Despite the lukewarm critical reception to his two excellent mid-2000s films, The Life Aquatic with Steve Zissou and The Darjeeling Limited, Anderson’s career has been on somewhat of an upward swing over the past decade. Moonrise Kingdom (2012) was in competition for the coveted Palme D’or award at the Cannes film festival and The Grand Budapest Hotel (2014) was honoured with an Oscar nomination for best picture.

His original circle of on and off-screen collaborators – Murray, Wilson, writing partner Roman Coppola and the cinematographer Robert Yeoman – still remain. But with each film, Anderson widens his circle, drawing in up-and-comers such as Maya Hawke and Timothée Chalamet, as well as established stars like Bruce Willis and Ralph Fiennes.

The work of Wes Anderson is distinct in its look, feel and sound. There is something about this that has made his style so appealing to TikTok creators over his many other acclaimed contemporaries, such as Paul Thomas Anderson or Noah Baumbach.

Anderson’s films look unlike almost anything being released today. The shots are often (but not always) static, with characters and objects positioned centrally, creating a heightened sense of symmetry and mathematical precision.

The colour palette of his films tends to be exaggerated. Think the lush reds of the Budapest Hotel’s interior or the vibrant underwater seascapes from The Life Aquatic.

Actions and gestures are regularly performed towards the camera in a highly organised tableau. His films frequently feature slow motion sequences, which are often accompanied by musical deep cuts of popular European rock and pop acts from the 1960s and 1970s.

These elements create a fantastical, often childlike atmosphere to the worlds he creates. The film academic James MacDowell has noted that Anderson’s films encourage “a sense of wonder at a childlike aesthetic of the orderly and the miniature”. This sense is intensified by the fact that many of his films include or revolve around either children or immature adult characters.

Most importantly, this style has remained more or less consistent since the start of his career.
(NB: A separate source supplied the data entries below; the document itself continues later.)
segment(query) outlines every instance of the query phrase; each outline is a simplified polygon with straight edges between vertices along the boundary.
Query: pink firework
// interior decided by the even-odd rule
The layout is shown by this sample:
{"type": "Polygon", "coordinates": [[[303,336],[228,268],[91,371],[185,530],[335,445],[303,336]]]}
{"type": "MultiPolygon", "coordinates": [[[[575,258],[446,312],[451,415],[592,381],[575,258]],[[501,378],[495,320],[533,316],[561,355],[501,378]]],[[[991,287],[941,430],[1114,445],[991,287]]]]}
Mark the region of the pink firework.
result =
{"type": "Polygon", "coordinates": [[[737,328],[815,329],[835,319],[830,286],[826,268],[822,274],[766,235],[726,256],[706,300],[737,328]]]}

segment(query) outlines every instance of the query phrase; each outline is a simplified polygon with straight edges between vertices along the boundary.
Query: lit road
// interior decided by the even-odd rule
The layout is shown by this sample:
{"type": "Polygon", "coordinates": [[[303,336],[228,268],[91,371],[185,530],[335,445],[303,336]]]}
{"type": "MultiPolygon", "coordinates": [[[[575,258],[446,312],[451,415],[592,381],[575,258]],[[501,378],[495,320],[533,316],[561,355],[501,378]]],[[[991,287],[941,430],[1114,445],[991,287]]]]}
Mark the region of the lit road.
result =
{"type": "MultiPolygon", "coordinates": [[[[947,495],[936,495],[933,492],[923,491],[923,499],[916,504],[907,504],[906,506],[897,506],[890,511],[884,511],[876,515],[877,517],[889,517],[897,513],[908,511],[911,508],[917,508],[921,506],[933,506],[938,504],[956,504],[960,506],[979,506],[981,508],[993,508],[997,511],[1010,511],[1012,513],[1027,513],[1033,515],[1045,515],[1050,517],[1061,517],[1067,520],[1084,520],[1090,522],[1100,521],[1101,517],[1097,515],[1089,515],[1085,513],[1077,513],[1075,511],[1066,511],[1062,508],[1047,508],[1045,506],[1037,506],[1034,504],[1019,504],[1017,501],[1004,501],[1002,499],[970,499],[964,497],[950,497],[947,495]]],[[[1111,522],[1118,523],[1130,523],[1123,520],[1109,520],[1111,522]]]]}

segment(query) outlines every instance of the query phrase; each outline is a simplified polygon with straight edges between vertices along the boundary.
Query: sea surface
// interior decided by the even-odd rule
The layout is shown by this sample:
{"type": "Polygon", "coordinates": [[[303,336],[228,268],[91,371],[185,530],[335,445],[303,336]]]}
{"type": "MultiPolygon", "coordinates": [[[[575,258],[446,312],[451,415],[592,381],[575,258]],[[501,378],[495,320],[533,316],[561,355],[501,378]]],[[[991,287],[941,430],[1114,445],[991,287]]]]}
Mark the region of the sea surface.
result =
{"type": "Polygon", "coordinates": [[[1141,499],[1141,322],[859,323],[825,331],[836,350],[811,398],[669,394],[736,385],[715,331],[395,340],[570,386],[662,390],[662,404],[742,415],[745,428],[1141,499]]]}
This isn’t something he’s adopted for one film, but is instead a recurring and expected feature of each film he directs.

Though he rarely provides a cameo appearance à la Alfred Hitchcock, Anderson’s fingerprints are all over his work and recognisable even to casual viewers.

A natural TikTok aesthetic

For TikTok users, and online content creators more broadly, a recognisable personality or style is important currency. If choosing to imitate the style of a director, who better than one whose work is also immediately recognisable?

It also makes sense that Anderson’s recent films resonate with the younger TikTok demographic, many of whom make fan edits (amateur and unofficial film footage of celebrities taken by a fan) of actors featured in his movies, such as Chalamet.

TikTok isn’t the first video-focused social media platform, just the most recent. But it crucially allows users not just to tweet or post about Anderson’s style, or share photographs which mimic his aesthetic, but fully imitate the style of his films in a short-form audio-visual medium.

These Anderson-style TikToks may not fully engage with the tonal complexities of his feature-length work, but are able to easily imitate their visual style at a basic level.

Like all online trends, the longevity of this current fascination with Anderson’s style remains to be seen. This trend comes just ahead of the release of his latest feature, Asteroid City, a sci-fi comedy set in a fictional US desert town.

It’s been given a prime slot in this summer’s release schedule and stars Anderson’s most dizzingly eclectic ensemble yet – Tom Hanks, Scarlett Johannsson, Ed Norton and Margot Robbie are just a few of the 21 names adorning the film’s poster. With this film’s imminent release, the attraction to his work shows no immediate signs of slowing.